Flitz and a microfiber cloth will shine that up like a mirror. Cleaning with cream of tartar before polishing will help the process.


----------



## francist (Nov 16, 2019)

That’s pretty impressive work for “ a beginner “. Nice styling too, which not everyone takes the effort to do these days. Nicely done Kroll 

-frank


----------



## talvare (Nov 16, 2019)

Very nice job Kroll. It will bring a smile to your face every time you use it. And, I live by the motto of "why would I buy it when for just a little more money and a lot more time, I can just make it myself"

Ted


----------



## ttabbal (Nov 16, 2019)

Nice job! Has way more "punch" than my simple one.


----------



## Jubil (Nov 16, 2019)

That is plum purdy. Evidently you have some artistic ability. 
Good work Kroll.

Chuck


----------



## hotrats (Nov 16, 2019)

Very Nice! Great work.


----------



## Ulma Doctor (Nov 16, 2019)

excellent work Kroll!!!


----------



## Suzuki4evr (Nov 17, 2019)

Give yourself a pat on the shoulder. Very nicely done.

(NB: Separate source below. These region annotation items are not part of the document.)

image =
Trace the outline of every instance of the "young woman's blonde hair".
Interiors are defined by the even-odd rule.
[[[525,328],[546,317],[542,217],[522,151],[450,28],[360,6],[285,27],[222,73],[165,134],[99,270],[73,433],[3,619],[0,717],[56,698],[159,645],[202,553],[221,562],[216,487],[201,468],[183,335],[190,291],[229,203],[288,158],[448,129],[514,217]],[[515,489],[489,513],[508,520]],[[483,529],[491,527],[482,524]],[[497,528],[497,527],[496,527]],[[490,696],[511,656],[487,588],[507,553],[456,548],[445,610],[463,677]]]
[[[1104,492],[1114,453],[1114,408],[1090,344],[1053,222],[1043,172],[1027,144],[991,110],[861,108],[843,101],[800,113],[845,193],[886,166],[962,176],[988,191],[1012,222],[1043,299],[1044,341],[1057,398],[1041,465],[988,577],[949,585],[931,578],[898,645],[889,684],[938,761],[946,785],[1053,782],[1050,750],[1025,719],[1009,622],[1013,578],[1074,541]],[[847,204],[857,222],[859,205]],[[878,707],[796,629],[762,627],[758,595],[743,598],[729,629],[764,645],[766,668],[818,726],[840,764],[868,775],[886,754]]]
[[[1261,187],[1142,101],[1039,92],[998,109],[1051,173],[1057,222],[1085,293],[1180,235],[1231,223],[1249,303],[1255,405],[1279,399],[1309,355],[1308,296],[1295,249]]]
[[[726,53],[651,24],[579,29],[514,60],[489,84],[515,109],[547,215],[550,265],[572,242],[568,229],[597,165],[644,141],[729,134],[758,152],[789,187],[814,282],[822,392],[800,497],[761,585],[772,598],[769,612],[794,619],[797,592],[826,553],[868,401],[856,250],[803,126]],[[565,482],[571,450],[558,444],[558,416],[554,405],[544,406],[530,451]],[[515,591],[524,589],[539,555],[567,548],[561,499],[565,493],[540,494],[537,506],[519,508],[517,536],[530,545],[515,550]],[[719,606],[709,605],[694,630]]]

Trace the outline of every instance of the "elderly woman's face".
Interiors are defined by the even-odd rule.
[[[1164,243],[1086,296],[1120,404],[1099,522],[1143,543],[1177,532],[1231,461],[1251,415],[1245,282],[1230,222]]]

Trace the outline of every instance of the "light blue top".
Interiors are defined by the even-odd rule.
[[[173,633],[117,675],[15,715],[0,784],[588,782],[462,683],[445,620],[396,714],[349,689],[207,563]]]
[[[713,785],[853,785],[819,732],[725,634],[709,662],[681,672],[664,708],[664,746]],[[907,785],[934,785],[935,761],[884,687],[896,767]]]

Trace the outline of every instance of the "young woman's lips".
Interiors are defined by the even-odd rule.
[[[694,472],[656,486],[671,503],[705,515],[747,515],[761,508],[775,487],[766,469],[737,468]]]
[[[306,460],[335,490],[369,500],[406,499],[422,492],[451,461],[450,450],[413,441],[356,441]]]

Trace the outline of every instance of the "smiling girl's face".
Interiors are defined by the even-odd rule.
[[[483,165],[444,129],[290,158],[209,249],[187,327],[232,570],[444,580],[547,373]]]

Making your own stuff is always rewarding.


----------



## Kroll (Nov 17, 2019)

Guys thanks for all the positive feedback,I was wanting to challenge myself here on this project,which there is few mistakes but those did not go to waste cause I learn from those mistakes.Not finish yet but I hope to close this project in couple weeks or so when I'm off for Thanksgiving


----------



## Kroll (Dec 8, 2019)

Good afternoon guys,well taking the advise of the membership here I decided to go ahead and anodize my tramming gage. Na I have never done this before but I did have the ideal few yrs ago and never follow through mainly because I never made anything out of aluminum.Well yesterday was a test run which went very well.But today was kinda opposite.As you can see there are few flaws and there is also one on bottom side.What I did different today which I had forgot was to use my Purple Power to clean the part before it went into the degreaser. I thought that maybe the degreaser would have been good enough but I guess I was wrong. I know I could strip it down and do it again but na I am going to leave my flaws to serve as a reminder for me not to take short cuts when it comes to cleaning.So next going to check the head again and fine tune it.


----------



## Latinrascalrg1 (Dec 8, 2019)

Really nice job flaws and all.  I like the fact you choose a creative design when a simple bar would have done just fine.
Fwiw when anodizing aluminum I understand that you clean it until you are Absolutely Positively Sure that the part is clean and then you clean it a few more times before you give it a final cleaning right before you start the anodizing process.... and remember Anodizing will NOT hide any surface flaws or blemishes but it likes to highlight them!


----------



## Janderso (Dec 9, 2019)

Beautiful work!
That would make tramming simple.


----------



## tpic402 (Dec 29, 2019)

Very nice! I need to, learn how to anodize.


----------